La société est un jeu de pouvoir. Dans les faits, ce pouvoir se transmet de générations en générations. Les dynamiques changent rarement. Et pour que ce pouvoir reste au pouvoir, il manipule son entourage proche et lointain.
Il faut garder en mémoire qu’aujourd’hui beaucoup de données, ces fameuses données collectées, sont accessibles à certains services, certaines organisations. La sécurité, le foncier, le notarial, le commerce, sans compter les connections personnelles et professionnelles. On connait toutes vos connexions, on sait le nom de vos amis, de vos ennemis. Influer, manipuler le destin d’une personne, d’un secteur d’activité, d’une région, d’un pays n’a jamais été aussi facile.
On ne joue plus à la bataille navale mais aux échecs avec le seul objectif d’un échec et mat.
Les bons plans entre amis ont trouvé un autre tremplin. Les enjeux beaucoup plus conséquents qu’hier. Une manipulation efficace peut transformer profondément une société en une seule génération.

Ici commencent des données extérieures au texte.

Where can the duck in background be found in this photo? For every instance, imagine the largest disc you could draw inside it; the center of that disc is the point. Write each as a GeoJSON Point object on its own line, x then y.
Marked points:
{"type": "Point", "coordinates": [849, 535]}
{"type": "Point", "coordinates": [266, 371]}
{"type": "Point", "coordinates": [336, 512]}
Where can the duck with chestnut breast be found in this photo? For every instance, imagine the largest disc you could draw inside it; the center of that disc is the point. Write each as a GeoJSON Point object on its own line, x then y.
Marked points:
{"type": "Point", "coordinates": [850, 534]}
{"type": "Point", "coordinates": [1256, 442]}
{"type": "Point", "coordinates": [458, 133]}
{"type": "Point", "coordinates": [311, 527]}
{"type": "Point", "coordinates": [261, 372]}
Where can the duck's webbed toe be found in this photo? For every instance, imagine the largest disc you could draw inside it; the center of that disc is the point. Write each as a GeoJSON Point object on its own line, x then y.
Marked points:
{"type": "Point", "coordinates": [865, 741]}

Il est essentiel de réaliser qu’une négociation placée sous le sceau du secret alors qu’elle devrait bénéficier d’une totale transparence, la première personne manipulée est celle qui dispose.
Le secret n’a pas d’autre ambition que de cacher le dessein d’une manœuvre. Parce qu’il y a toujours quelque part, quelqu’un qui est en possession d’une information, aussi infime soit-elle qui pourrait permettre de mettre à jour la manigance, quand ce n’est pas simplement pour empêcher l’histoire d’en rapporter demain la preuve d’une faute.

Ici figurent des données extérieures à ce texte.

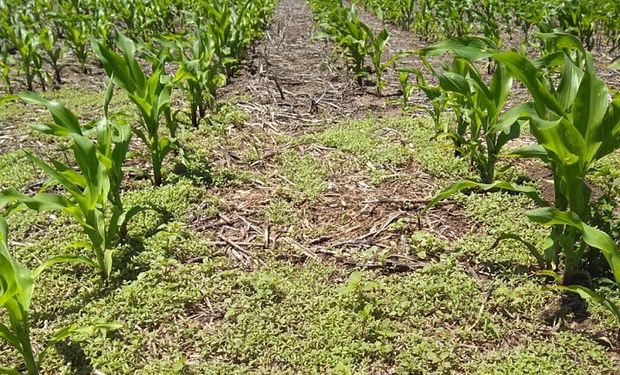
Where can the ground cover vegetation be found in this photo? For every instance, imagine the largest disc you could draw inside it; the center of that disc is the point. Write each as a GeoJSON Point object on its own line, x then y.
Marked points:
{"type": "Point", "coordinates": [170, 203]}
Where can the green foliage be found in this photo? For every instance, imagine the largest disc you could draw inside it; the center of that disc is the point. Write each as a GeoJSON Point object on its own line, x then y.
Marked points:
{"type": "Point", "coordinates": [94, 192]}
{"type": "Point", "coordinates": [342, 26]}
{"type": "Point", "coordinates": [575, 124]}
{"type": "Point", "coordinates": [151, 95]}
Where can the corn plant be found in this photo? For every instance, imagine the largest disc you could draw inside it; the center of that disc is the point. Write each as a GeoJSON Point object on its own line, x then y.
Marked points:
{"type": "Point", "coordinates": [434, 94]}
{"type": "Point", "coordinates": [6, 67]}
{"type": "Point", "coordinates": [150, 94]}
{"type": "Point", "coordinates": [342, 26]}
{"type": "Point", "coordinates": [77, 35]}
{"type": "Point", "coordinates": [575, 124]}
{"type": "Point", "coordinates": [54, 49]}
{"type": "Point", "coordinates": [94, 188]}
{"type": "Point", "coordinates": [199, 73]}
{"type": "Point", "coordinates": [17, 284]}
{"type": "Point", "coordinates": [31, 60]}
{"type": "Point", "coordinates": [228, 37]}
{"type": "Point", "coordinates": [483, 127]}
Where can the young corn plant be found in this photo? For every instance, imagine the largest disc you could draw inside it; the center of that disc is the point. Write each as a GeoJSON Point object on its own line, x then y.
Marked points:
{"type": "Point", "coordinates": [55, 50]}
{"type": "Point", "coordinates": [94, 188]}
{"type": "Point", "coordinates": [7, 64]}
{"type": "Point", "coordinates": [483, 127]}
{"type": "Point", "coordinates": [357, 41]}
{"type": "Point", "coordinates": [150, 94]}
{"type": "Point", "coordinates": [434, 94]}
{"type": "Point", "coordinates": [199, 73]}
{"type": "Point", "coordinates": [77, 35]}
{"type": "Point", "coordinates": [17, 284]}
{"type": "Point", "coordinates": [575, 122]}
{"type": "Point", "coordinates": [31, 61]}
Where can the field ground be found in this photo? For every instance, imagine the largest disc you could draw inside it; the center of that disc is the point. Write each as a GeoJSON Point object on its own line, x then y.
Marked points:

Seul, l’intégrité a le pouvoir de protéger et de conserver la pérennité de notre démocratie.
Seul l’intégrité peut vaincre la corruption.
Seul, l’intégrité reconnait les vaillants.
L’entre-soi, aussi confortable soit-il n’est pas anodin.
Lorsqu’il vous tire vers des rivages où la ligne d’horizon est fabriquée par un autre,
Lorsque la vision qu’il porte vous est incertaine même si elle convient à vos affaires, elle répondra toujours à une politique où vous serez pantins et non acteurs.
Et si lorsque cette manipulation, par le plus grand des malheurs, cause des conséquences fâcheuses qui vous paraitront éloignées de votre être,
alors que l’essence même du mal qui aura pris place c’est vous-même qui vous l’avez nourri par un entre-soi irresponsable bien que flatteur,
je vous le dis parce que je l’ai vu faire, vous tournerez le dos feignant d’avoir ni vu, ni compris ce qui se passait – prétextant que le pouvoir en place est bien plus fort que tous les démons.
Il faut se rappeler qu’on pourra toujours critiquer vos alliances.
On pourra toujours juger vos prises de décision mais jamais personne ne pourra vous condamner pour votre intégrité.
Seul l’intégrité peut éradiquer la corruption et les malversations. Si chacun de nous s’assure d’en être le garant, nous resterons maîtres de notre démocratie.
A défaut, la machinerie qui existe aujourd’hui continuera à nous manœuvrer au grès de vents. Et au vu de la conjoncture actuelle, il faut dans tous les cas être en possession d’une quantité astronomique de naïveté pour continuer à souffler dans la voile.